The Irish Institute of Legal Executives (IILEX)
- Abbreviation: IILEX
- Formation: Ireland (1987)
- Type: Irish Representative body
- Purpose: Represent Legal Executives, and provide Training and Education.
- Location: Dublin, Ireland;
- Region served: Ireland
- President: Deirdre Littrean-Butler
- Website: https://www.iilex.ie/

= Irish Institute of Legal Executives =

The Irish Institute of Legal Executives (Instiúid Feidhmeannaigh Dlí na hÉireann) was formed in 1987, incorporated in 1992. It consists of and is the representative body for legal executives in Ireland. The aim of the institute is to provide a system of training and examination and to obtain a recognised professional qualification for those engaged in legal work. There are similar Legal Executive positions and representative bodies in Australia, New Zealand and in the UK.

==Membership==
As well as full membership for those employed as legal executives, formerly managing clerks, there is fellowship, associate membership and student membership available to those with and studying in Accredited Professional Legal Studies.
IILEX members can become Commissioners for Oaths.

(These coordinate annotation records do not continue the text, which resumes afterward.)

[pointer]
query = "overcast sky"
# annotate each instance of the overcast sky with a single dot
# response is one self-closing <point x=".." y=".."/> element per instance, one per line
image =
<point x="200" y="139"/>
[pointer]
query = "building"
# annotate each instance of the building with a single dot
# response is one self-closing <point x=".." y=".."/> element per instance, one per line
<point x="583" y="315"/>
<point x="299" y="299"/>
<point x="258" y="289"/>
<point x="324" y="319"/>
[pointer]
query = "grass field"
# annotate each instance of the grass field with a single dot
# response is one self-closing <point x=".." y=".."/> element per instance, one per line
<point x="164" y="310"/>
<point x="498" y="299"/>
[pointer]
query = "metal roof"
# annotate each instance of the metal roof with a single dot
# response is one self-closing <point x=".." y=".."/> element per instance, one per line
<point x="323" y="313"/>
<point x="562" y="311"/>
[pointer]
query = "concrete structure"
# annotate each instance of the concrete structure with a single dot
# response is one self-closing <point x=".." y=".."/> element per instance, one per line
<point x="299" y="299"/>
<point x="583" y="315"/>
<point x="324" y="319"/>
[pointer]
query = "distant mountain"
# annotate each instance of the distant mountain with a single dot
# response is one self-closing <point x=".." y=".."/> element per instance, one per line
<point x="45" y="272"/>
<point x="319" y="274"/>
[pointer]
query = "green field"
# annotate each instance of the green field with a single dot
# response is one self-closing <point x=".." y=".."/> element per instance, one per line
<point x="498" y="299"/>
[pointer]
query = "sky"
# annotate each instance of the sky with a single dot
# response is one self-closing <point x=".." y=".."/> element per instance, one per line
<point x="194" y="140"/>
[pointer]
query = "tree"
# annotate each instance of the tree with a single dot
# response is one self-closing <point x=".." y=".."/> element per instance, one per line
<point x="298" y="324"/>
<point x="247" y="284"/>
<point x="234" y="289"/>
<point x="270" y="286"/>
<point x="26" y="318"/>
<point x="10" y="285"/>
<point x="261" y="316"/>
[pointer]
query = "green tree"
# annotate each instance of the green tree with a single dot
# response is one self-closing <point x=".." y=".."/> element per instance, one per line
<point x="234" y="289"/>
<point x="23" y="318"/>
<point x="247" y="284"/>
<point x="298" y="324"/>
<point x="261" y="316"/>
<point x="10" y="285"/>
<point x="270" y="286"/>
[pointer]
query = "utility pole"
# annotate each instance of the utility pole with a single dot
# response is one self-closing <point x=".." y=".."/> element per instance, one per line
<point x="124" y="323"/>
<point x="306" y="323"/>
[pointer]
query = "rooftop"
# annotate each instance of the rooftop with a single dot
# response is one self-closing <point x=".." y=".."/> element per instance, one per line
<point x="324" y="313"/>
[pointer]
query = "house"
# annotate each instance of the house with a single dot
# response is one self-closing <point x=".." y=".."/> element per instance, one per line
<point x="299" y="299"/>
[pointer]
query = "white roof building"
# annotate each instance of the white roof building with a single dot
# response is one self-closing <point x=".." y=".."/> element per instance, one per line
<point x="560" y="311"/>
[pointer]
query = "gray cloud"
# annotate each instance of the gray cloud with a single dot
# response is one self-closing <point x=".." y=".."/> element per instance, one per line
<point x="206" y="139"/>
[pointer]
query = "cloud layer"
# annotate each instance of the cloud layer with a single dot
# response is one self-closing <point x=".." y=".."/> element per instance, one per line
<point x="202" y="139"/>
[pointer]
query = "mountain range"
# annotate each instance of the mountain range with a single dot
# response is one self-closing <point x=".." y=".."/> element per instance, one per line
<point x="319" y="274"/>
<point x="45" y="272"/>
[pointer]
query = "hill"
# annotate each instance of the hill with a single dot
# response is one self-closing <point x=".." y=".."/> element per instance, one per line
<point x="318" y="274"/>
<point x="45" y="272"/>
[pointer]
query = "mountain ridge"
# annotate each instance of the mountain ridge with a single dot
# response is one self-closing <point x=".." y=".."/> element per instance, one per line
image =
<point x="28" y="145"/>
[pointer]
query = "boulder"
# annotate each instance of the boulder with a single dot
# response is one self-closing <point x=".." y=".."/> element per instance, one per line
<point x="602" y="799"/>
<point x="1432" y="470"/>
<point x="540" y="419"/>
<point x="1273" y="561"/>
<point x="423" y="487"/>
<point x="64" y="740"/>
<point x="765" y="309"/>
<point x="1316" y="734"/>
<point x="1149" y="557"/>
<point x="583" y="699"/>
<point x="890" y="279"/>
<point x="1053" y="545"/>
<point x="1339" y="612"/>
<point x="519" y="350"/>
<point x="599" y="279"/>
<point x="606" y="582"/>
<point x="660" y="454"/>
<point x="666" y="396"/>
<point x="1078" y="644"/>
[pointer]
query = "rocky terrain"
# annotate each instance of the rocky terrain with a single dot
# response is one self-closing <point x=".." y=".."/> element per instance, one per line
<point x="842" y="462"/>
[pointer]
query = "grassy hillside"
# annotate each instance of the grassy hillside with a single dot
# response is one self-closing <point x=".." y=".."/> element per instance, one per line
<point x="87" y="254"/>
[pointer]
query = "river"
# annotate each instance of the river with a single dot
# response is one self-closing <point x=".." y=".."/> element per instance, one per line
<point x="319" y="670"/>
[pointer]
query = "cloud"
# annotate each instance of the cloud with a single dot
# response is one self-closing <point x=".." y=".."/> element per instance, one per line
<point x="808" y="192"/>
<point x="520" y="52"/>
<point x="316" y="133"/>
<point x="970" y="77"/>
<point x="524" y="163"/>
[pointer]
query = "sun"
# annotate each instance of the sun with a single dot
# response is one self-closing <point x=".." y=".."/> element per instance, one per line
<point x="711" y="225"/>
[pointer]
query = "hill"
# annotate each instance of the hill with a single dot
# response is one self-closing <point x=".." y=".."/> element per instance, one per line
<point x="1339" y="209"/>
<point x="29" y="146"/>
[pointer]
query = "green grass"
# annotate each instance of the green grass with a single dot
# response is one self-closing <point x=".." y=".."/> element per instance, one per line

- Senior Legal Executive Member (S.I.I.L.Ex.)
- Legal Executive Member (M.I.I.L.Ex.)
- Associate Member (A.I.I.L.Ex.)
- Student Legal Executive Member

==Diploma in Professional Legal Studies==
IILEx recognises the Diploma in Legal Studies and Practice offered by Griffith College. The Diploma may be taken at either the Dublin or Cork campuses of Griffith College. Students may attend lectures in person or online. On successful completion of the Diploma, graduates may apply to become Associate Members of IILEx. Each year the Frank Crummey Perpetual Trophy is awarded to the student with the best academic results on the Diploma.